Vanguard's funds boards will approve and oversee voting guidelines for each of its external managers, however, "further assuring practices that are in the best interest of the funds," she added.
Sources have emphasized that the changes at Vanguard do not mean that the firm will simply be able to hand off the work it needs to do on improving its own proxy voting record on certain issues.
In the 2018 proxy season, Vanguard landed near the bottom (42 out of 48) of a ranking examining large fund managers' support of climate-related shareholder proposals, analysis published in March by Ceres, a Boston-based sustainability non-profit working with investors and companies found.
Last year, Vanguard voted in favor of only 12% of climate-related shareholder proposals, according to the analysis.

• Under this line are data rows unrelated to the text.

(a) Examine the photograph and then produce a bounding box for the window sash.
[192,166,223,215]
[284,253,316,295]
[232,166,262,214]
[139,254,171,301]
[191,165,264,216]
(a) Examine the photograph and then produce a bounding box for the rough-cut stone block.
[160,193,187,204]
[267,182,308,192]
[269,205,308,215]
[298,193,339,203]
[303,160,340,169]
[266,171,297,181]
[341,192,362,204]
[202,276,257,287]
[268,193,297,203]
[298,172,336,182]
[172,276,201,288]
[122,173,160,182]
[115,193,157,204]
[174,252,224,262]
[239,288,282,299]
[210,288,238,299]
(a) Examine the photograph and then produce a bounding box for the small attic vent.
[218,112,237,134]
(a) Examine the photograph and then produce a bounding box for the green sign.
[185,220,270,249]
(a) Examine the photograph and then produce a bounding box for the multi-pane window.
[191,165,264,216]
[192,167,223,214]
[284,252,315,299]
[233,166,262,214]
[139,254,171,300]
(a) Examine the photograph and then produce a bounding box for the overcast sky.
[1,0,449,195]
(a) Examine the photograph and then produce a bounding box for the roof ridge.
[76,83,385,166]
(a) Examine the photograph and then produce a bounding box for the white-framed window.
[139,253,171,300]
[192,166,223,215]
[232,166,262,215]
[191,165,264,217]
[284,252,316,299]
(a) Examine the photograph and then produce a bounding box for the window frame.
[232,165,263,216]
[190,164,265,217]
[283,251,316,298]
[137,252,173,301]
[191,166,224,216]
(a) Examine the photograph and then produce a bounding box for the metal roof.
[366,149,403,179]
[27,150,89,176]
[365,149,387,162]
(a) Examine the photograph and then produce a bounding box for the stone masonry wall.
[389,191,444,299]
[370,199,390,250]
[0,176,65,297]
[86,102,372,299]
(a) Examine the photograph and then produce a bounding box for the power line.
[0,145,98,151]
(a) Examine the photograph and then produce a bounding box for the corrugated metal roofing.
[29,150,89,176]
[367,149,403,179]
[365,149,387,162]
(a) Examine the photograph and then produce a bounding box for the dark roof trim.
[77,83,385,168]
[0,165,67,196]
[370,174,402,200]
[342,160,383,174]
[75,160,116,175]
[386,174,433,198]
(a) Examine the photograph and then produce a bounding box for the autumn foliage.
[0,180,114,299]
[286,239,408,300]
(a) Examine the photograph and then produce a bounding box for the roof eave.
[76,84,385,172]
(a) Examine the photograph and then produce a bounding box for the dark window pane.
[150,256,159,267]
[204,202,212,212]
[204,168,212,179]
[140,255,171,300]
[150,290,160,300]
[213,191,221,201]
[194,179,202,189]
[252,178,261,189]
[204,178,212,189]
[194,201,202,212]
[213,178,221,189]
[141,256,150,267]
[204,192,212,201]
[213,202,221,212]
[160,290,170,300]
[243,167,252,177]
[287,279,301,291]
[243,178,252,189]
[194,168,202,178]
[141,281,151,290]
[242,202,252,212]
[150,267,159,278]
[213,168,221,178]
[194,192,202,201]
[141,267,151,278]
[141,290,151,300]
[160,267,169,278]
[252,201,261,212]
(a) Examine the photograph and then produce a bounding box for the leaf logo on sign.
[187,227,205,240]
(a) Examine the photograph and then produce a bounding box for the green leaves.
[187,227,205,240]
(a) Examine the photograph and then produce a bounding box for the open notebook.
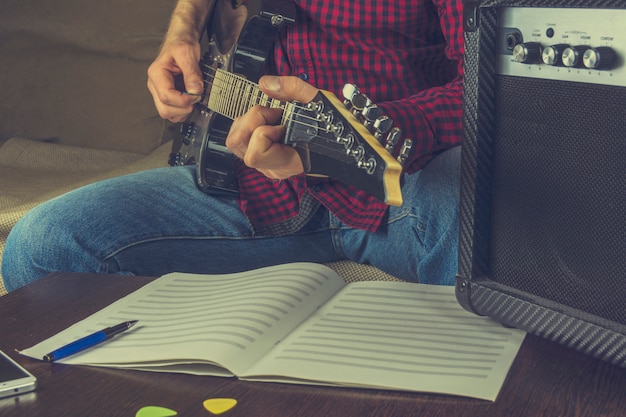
[21,263,525,401]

A factor that may have prompted Vanguard's recent decision on proxy voting responsibilities could be the optics surrounding its voting record, said Rob Berridge, director of shareholder engagement at Ceres. "From our perspective, Vanguard's voting record on climate and sustainability is pretty poor," Mr. Berridge said.
"Another reason they may be doing this is they are getting pressure to improve their voting on ESG (issues)," he later added.

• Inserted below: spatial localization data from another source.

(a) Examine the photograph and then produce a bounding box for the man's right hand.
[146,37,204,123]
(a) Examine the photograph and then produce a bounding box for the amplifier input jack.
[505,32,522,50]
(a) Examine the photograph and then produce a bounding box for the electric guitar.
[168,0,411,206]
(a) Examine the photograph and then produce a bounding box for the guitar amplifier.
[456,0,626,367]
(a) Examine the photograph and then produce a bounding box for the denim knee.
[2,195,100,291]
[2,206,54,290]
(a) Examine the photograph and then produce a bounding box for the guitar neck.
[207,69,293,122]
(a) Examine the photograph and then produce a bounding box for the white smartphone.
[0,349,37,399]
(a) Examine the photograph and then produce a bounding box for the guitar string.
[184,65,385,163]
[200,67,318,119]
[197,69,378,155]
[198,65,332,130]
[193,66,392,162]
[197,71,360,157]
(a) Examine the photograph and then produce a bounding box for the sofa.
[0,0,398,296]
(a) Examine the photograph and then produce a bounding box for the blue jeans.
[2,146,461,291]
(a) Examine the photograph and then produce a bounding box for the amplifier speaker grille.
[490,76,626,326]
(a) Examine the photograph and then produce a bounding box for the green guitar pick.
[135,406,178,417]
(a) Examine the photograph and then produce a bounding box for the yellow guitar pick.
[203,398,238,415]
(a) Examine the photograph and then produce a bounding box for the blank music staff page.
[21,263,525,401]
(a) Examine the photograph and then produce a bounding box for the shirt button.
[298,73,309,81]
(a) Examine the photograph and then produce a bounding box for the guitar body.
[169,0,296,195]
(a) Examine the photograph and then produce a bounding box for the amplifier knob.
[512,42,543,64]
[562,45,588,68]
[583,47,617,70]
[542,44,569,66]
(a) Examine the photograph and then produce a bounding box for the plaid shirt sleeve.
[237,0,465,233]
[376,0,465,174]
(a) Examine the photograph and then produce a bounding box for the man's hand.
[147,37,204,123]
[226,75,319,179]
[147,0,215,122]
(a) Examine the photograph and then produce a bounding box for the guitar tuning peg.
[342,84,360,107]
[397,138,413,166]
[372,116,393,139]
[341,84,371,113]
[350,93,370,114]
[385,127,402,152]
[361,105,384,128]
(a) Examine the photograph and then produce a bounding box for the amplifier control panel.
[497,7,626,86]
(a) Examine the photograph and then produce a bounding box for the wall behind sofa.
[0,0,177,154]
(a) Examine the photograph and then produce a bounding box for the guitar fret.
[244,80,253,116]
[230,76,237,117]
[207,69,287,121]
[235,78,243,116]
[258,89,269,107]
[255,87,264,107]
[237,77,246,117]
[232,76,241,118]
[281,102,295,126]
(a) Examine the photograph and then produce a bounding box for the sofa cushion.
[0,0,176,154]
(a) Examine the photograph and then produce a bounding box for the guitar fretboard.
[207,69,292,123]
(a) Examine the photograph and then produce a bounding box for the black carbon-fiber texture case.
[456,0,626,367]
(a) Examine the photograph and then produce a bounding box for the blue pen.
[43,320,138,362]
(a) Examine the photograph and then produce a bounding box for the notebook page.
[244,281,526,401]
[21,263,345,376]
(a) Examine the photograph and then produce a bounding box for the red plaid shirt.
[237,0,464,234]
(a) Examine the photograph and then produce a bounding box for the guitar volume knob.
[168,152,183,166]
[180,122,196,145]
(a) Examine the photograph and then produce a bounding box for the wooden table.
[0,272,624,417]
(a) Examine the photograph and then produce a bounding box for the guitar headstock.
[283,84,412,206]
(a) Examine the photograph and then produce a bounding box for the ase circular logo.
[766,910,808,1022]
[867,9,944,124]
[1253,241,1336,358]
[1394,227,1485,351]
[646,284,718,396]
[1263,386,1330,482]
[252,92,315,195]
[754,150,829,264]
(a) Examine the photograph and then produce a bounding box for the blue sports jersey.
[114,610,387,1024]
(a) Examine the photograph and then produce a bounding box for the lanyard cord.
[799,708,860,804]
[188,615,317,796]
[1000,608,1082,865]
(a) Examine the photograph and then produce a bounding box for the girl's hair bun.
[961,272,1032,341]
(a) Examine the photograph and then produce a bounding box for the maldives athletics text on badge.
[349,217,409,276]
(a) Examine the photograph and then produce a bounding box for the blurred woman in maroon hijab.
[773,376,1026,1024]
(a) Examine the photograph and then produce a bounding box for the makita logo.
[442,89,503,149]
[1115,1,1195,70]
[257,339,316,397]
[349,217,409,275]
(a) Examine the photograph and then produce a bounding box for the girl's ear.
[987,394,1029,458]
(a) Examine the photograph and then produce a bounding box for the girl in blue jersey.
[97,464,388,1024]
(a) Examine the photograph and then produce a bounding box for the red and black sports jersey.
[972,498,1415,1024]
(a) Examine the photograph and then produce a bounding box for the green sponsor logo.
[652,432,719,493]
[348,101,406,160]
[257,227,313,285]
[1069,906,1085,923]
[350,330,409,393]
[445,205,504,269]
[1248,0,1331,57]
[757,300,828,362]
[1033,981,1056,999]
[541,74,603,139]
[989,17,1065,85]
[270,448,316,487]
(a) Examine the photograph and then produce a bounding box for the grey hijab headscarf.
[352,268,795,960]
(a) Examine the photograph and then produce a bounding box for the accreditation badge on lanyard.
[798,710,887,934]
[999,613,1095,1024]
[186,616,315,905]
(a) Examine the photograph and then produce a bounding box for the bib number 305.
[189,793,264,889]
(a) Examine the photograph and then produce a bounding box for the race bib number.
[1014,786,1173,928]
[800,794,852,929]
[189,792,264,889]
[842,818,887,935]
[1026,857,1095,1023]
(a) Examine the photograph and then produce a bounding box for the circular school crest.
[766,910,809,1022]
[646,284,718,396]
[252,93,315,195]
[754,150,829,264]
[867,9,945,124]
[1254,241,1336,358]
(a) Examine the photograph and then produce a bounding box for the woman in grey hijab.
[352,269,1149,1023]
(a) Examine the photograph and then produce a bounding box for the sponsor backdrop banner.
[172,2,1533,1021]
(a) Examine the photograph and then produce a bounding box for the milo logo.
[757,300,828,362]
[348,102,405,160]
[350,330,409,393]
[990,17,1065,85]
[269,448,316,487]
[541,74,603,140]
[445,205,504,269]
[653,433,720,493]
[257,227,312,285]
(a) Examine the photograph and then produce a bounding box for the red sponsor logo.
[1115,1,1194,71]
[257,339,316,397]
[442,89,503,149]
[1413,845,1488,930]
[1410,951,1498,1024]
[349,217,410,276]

When asked to comment on concerns about its proxy voting record on climate and sustainability issues, the Vanguard spokeswoman said in an email: "We try to steer companies towards better disclosure of the risks that have a potentially material impact on a company's long-term value. To that end, we don't tell company leaders how to run their businesses or what business they should be in. But we — and their other shareholders — do need to understand how boards are owning and overseeing risks that could threaten the value of the funds' investments over the long term," the spokeswoman wrote.
"As such, we devote our attention to ensuring that these risks, and the board's oversight process, are consistently and comparably disclosed to the market." She added that Vanguard offers a range of indexed and active funds for "socially conscious investors in the U.S."
Most of Vanguard's voting activity during the proxy year ended June 30 was related to the election of company directors, capitalization matters and executive compensation, the firm noted in its April announcement. It said that "much-discussed environmental and social issues makes up a small percentage of votes cast" by the firm.
Separately, Vanguard sees proxy voting as "merely one lever that we as corporate stewards use," with another being company engagements, the spokeswoman wrote.
"Last year alone, we engaged with more than 200 companies in carbon-intensive industries and talked about numerous issues, including climate risks," she added.
Timothy Smith, director of environmental, social and governance shareowner engagement at Boston-based Walden Asset Management, the sustainable, responsible and impact investment practice of Boston Trust & Investment Management Co., said Vanguard's "own voting record continues to be absolutely crucial for them."
"Increasingly, (institutional) investors are asking asset managers how they engage on ESG issues and how they are voting. An asset owner might ask that question of an asset manager even if they are voting their own proxy," Mr. Smith said.
Additionally, with the explosion of ESG products coming from asset managers, firms must contend with the fact that it is a considerable risk for them to assume their proxy voting record doesn't matter to clients, he explained.
"Whether it's on a governance reform, or a climate or diversity disclosure, the votes have impact. Investment companies and mutual fund firms are being evaluated according to their proxy voting … and it is the duty of the fiduciary to attempt to vote their proxies responsibly," Mr. Smith said.